Natraj Dhaba Dal –
Ingredients:- Kashmiri lal mirch, haldi, Garlic, Onion, salt, Kasuri methi, dalchini, chili flakes, cooking oil
How to make Dhaba Dal
100gm arhar dal
50gm chana dal
1 chopped onion
2 chopped tomatoes
1 chopped green chilley
2-3 tsp chopped garlic/lahsun
1 tsp Natraj Dhaba dal masala
¼ tsp Natraj super garam masala powder
½ tsp Natraj Kashmiri Red chilly powder
½ tsp Natraj haldi powder
½ tsp Natraj Roasted Jeera
a pinch of Natraj asafoetida/hing dana
salt as per taste
1 tbsp ghee or oil
4 cups water for cooking the arhar dal
Clean and wash the dals/lentils and soak the dals in water for 30-45 minutes.
Boil the dals with the Natraj garam masala powder, Natraj Kashmiri chilly powder, Natraj turmeric powder, Natraj Dhaba dal masala and salt in the pressure cooker till 1 whistle.
In the meantime, in a shallow frying pan, take some oil/ghee.
Add the Natarj jeera seeds. Once they fry add the Natraj hing.
Add the chopped onions. Fry them till they become transparent. Then add the chopped garlic.
Once the garlic is sauted, then add the chopped tomatoes. Fry till the tomatoes become soft and mushy.
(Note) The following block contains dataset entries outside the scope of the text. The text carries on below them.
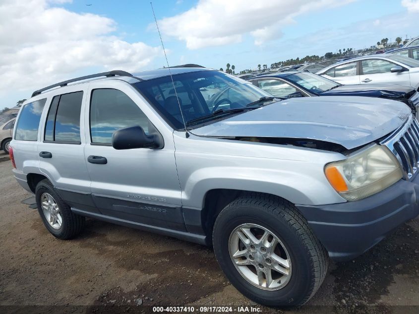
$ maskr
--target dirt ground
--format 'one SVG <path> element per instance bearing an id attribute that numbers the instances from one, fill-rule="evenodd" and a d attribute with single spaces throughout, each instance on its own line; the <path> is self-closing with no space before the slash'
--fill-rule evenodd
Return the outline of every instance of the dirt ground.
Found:
<path id="1" fill-rule="evenodd" d="M 284 312 L 240 295 L 204 246 L 91 219 L 77 239 L 56 239 L 37 210 L 21 203 L 30 195 L 5 157 L 0 154 L 0 313 L 140 313 L 152 312 L 149 306 L 197 312 L 214 305 Z M 353 261 L 331 261 L 308 304 L 286 313 L 419 313 L 419 220 Z"/>

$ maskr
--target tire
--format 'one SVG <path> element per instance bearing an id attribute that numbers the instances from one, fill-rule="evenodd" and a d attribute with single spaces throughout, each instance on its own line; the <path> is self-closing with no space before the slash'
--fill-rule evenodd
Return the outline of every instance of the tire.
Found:
<path id="1" fill-rule="evenodd" d="M 1 144 L 1 149 L 4 151 L 4 152 L 6 154 L 9 153 L 9 144 L 11 141 L 11 138 L 7 138 L 3 141 L 3 143 Z"/>
<path id="2" fill-rule="evenodd" d="M 246 229 L 251 226 L 260 228 Z M 241 230 L 243 232 L 240 233 Z M 255 245 L 256 251 L 253 251 L 251 247 L 246 247 L 241 241 L 243 235 L 248 234 L 249 230 L 253 236 L 259 233 L 260 235 L 254 239 L 259 237 L 260 239 L 267 231 L 271 233 L 271 239 L 277 239 L 271 243 L 280 242 L 275 245 L 275 251 L 269 255 L 269 258 L 265 259 L 269 252 L 267 253 L 266 248 L 262 248 L 264 245 L 269 246 L 269 241 L 264 240 L 267 241 L 264 242 L 266 245 Z M 246 241 L 251 238 L 244 238 Z M 239 247 L 234 249 L 237 239 L 240 239 L 239 243 L 241 244 L 241 249 Z M 250 240 L 249 243 L 254 242 Z M 293 204 L 272 195 L 248 193 L 229 204 L 217 218 L 213 243 L 218 263 L 233 286 L 249 299 L 266 306 L 284 308 L 302 305 L 316 293 L 327 271 L 327 252 L 310 230 L 306 220 Z M 257 245 L 260 246 L 260 249 L 257 249 Z M 231 257 L 230 251 L 239 254 L 239 251 L 245 252 L 244 254 L 247 257 L 235 257 L 236 261 L 233 261 L 235 257 Z M 282 260 L 286 262 L 283 263 L 284 267 L 278 267 L 281 264 L 274 262 L 280 255 L 285 259 Z M 240 266 L 243 260 L 241 258 L 245 258 L 245 263 L 254 263 L 255 261 L 258 263 Z M 237 265 L 237 262 L 240 263 L 239 266 Z M 270 270 L 274 265 L 276 268 Z M 285 272 L 277 272 L 278 268 Z M 260 273 L 256 269 L 270 271 L 270 280 L 276 276 L 276 281 L 271 281 L 268 286 L 267 273 L 262 273 L 259 280 L 256 273 Z M 284 275 L 286 273 L 288 274 Z"/>
<path id="3" fill-rule="evenodd" d="M 50 196 L 54 202 L 49 202 Z M 38 211 L 44 225 L 54 237 L 61 240 L 69 240 L 81 232 L 84 225 L 84 217 L 71 211 L 70 206 L 62 200 L 47 179 L 40 181 L 37 185 L 35 199 Z M 46 210 L 43 208 L 43 202 L 44 204 L 51 203 L 51 206 L 45 205 L 45 207 L 49 207 Z M 56 206 L 52 206 L 53 204 Z M 54 209 L 54 207 L 58 209 Z M 54 217 L 51 218 L 52 216 Z"/>

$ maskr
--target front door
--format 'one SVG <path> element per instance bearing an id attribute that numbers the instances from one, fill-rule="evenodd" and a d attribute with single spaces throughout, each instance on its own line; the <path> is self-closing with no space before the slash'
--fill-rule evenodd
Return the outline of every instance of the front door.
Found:
<path id="1" fill-rule="evenodd" d="M 359 75 L 361 84 L 392 83 L 410 85 L 409 71 L 394 73 L 390 71 L 392 67 L 397 65 L 381 59 L 362 60 L 361 62 L 362 74 Z"/>
<path id="2" fill-rule="evenodd" d="M 122 221 L 186 231 L 173 131 L 162 126 L 156 114 L 150 115 L 151 108 L 125 82 L 94 82 L 88 94 L 85 158 L 99 210 Z M 114 149 L 114 132 L 135 126 L 147 134 L 159 132 L 164 147 Z"/>

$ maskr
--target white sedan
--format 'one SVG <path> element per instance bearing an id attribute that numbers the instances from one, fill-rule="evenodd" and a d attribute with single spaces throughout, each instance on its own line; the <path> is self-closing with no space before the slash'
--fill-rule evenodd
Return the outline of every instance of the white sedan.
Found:
<path id="1" fill-rule="evenodd" d="M 343 84 L 392 83 L 419 88 L 419 61 L 391 54 L 346 60 L 316 74 Z"/>

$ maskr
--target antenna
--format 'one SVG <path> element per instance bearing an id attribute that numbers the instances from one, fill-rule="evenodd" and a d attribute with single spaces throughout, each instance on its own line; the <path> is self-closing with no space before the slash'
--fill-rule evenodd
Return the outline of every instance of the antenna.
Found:
<path id="1" fill-rule="evenodd" d="M 163 48 L 163 52 L 165 53 L 165 58 L 166 58 L 166 62 L 167 63 L 167 67 L 169 68 L 169 73 L 170 74 L 170 78 L 172 79 L 172 83 L 173 84 L 173 88 L 175 89 L 175 95 L 176 96 L 176 99 L 178 100 L 178 104 L 179 105 L 179 110 L 180 111 L 180 116 L 182 116 L 182 121 L 183 122 L 183 126 L 185 127 L 185 135 L 186 138 L 189 137 L 189 133 L 187 132 L 187 128 L 186 127 L 186 124 L 185 122 L 185 118 L 183 118 L 183 113 L 182 112 L 182 108 L 180 106 L 180 102 L 179 101 L 179 97 L 178 97 L 178 92 L 176 90 L 176 87 L 175 86 L 175 82 L 173 81 L 173 76 L 172 75 L 172 71 L 170 69 L 170 66 L 169 65 L 169 61 L 167 60 L 167 56 L 166 54 L 166 50 L 165 50 L 165 46 L 163 45 L 163 40 L 162 39 L 162 35 L 160 34 L 160 30 L 159 29 L 159 24 L 157 24 L 157 19 L 156 18 L 156 14 L 154 13 L 154 8 L 153 7 L 153 3 L 150 2 L 151 5 L 151 10 L 153 11 L 153 15 L 154 16 L 154 20 L 156 21 L 156 26 L 157 26 L 157 31 L 159 32 L 159 36 L 160 37 L 160 42 L 162 43 L 162 47 Z"/>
Now open the cooker and transfer the contents of the pan to the dal. Check to see if the water content is right. If not, you can add more of hot water to the dal.
Now you have the option of cooking the dal in the pressure cooker or cooking it openly. In the pressure cooker, the dal will get cooked in 2-3 whistles.
If you cook it in the open, it will take 15-20 minutes.
Serve the Natraj dhaba dal with jeera rice or rotis, parathas and sliced onions.